# Power Series for Volume of Balls in Riemannian Manifold

 P: 14 I'm trying to work out the following problem: Find the first two terms of the power series expansion for the volume of a ball of radius r centered at p in a Riemannian Manifold, M with dimension n. We are given that $$Vol(B_r(p)) = \int_S \int_0^r \det(d(exp_p)_{tv})t^{n-1}\mathrm{d}t \mathrm{d}v$$ (I'm ignoring the cut locus distance because we are only interested in small r anyway.) I assume that $S = S^{n-1} = \{v \in T_pM : |v| = 1 \}$. Clearly the constant term is 0, because a ball of radius 0 has no area in any manifold, so I think that they are really asking for the first two non-zero terms. To find the next term we need to calculate the derivative of $Vol(B_r(p))$ wrt r. $$\frac{\mathrm{d}}{\mathrm{d}r} Vol(B_r(p)) = \frac{\mathrm{d}}{\mathrm{d}r}\int_S \int_0^r \det(d(exp_p)_{tv})t^{n-1}\mathrm{d}t \mathrm{d}v = \int_S \frac{\mathrm{d}}{\mathrm{d}r} \left(\int_0^r \det(d(exp_p)_{tv})t^{n-1}\mathrm{d}t\right) \mathrm{d}v = \int_S \det(d(exp_p)_{rv})r^{n-1} \mathrm{d}v$$ I can pass the derivative under the integral sign because S is compact and the inner integral is a continuous function of v. (Right?) So the second term is 0 also, unless n=1. Here's where I run into trouble. I'm not sure how to differentiate $\det(\mathrm{d}(exp_p)_{rv})$. I do know that $\mathrm{d}(exp_p)_{tv} \cdot tw = J(t)$ where $J(t)$ is the Jacobi Field along $\gamma_v$ defined by $J(0)=0$ and $J'(0)=w$. My guess is that the solution uses this along with some linear algebra trick to find the derivative. Thanks in advance for your help!

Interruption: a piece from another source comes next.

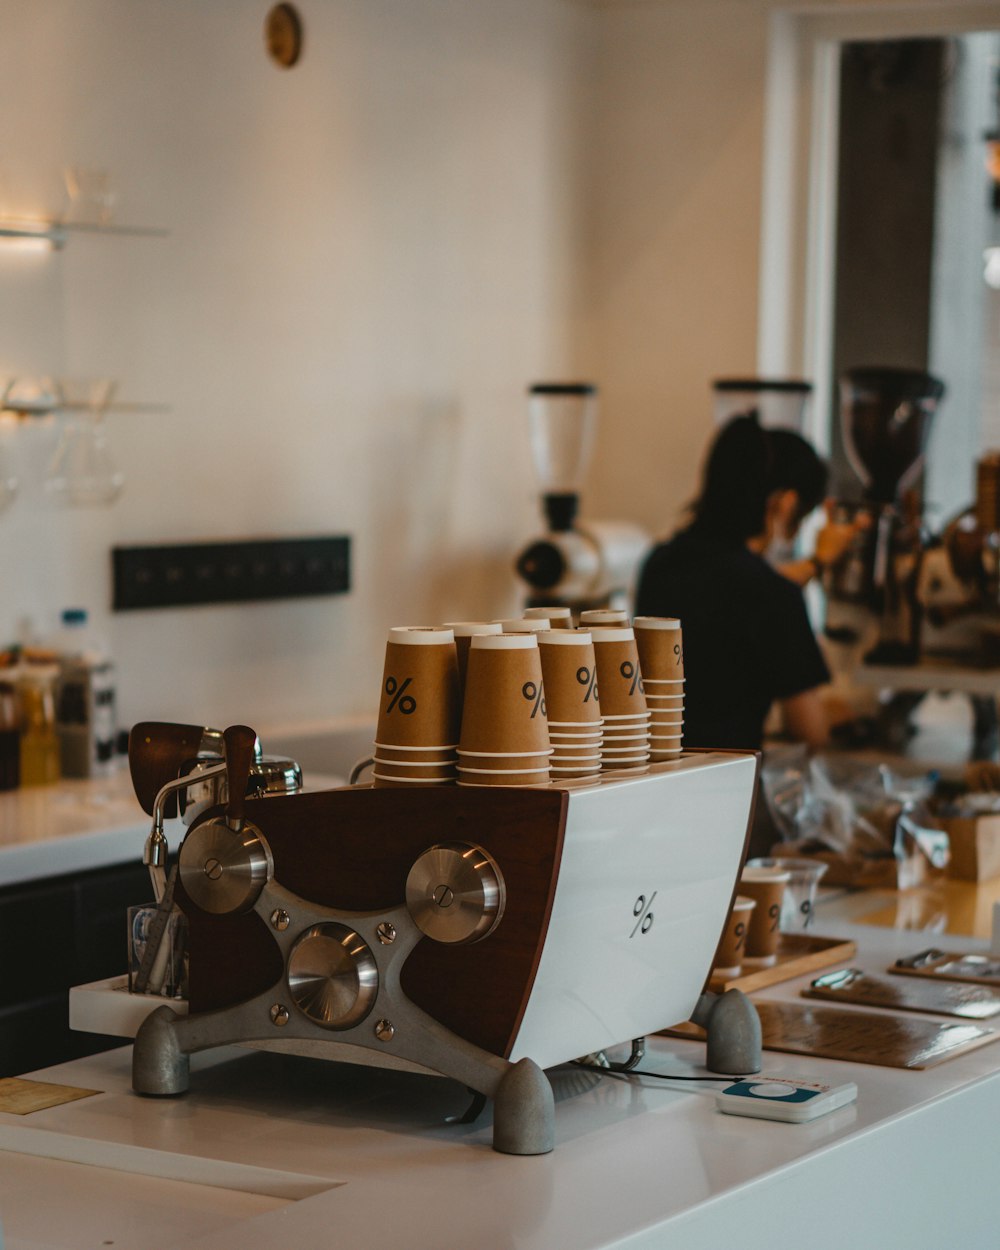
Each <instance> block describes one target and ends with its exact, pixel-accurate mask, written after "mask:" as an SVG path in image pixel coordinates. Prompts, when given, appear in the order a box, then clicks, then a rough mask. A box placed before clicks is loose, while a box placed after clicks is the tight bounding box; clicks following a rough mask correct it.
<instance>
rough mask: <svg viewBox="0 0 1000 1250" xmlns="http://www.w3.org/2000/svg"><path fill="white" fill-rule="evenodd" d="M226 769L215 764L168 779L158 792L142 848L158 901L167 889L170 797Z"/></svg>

 P: 14 Thanks. That gets me the first term, and at least gives me an educated guess for the second term. I'm guessing that $\frac{d}{dr} \left( d(\exp_p)_{rv} \right) = ric_p(v)$. When you integrate this over the whole ball you end up getting the scalar curvature which is what was supposed to happen.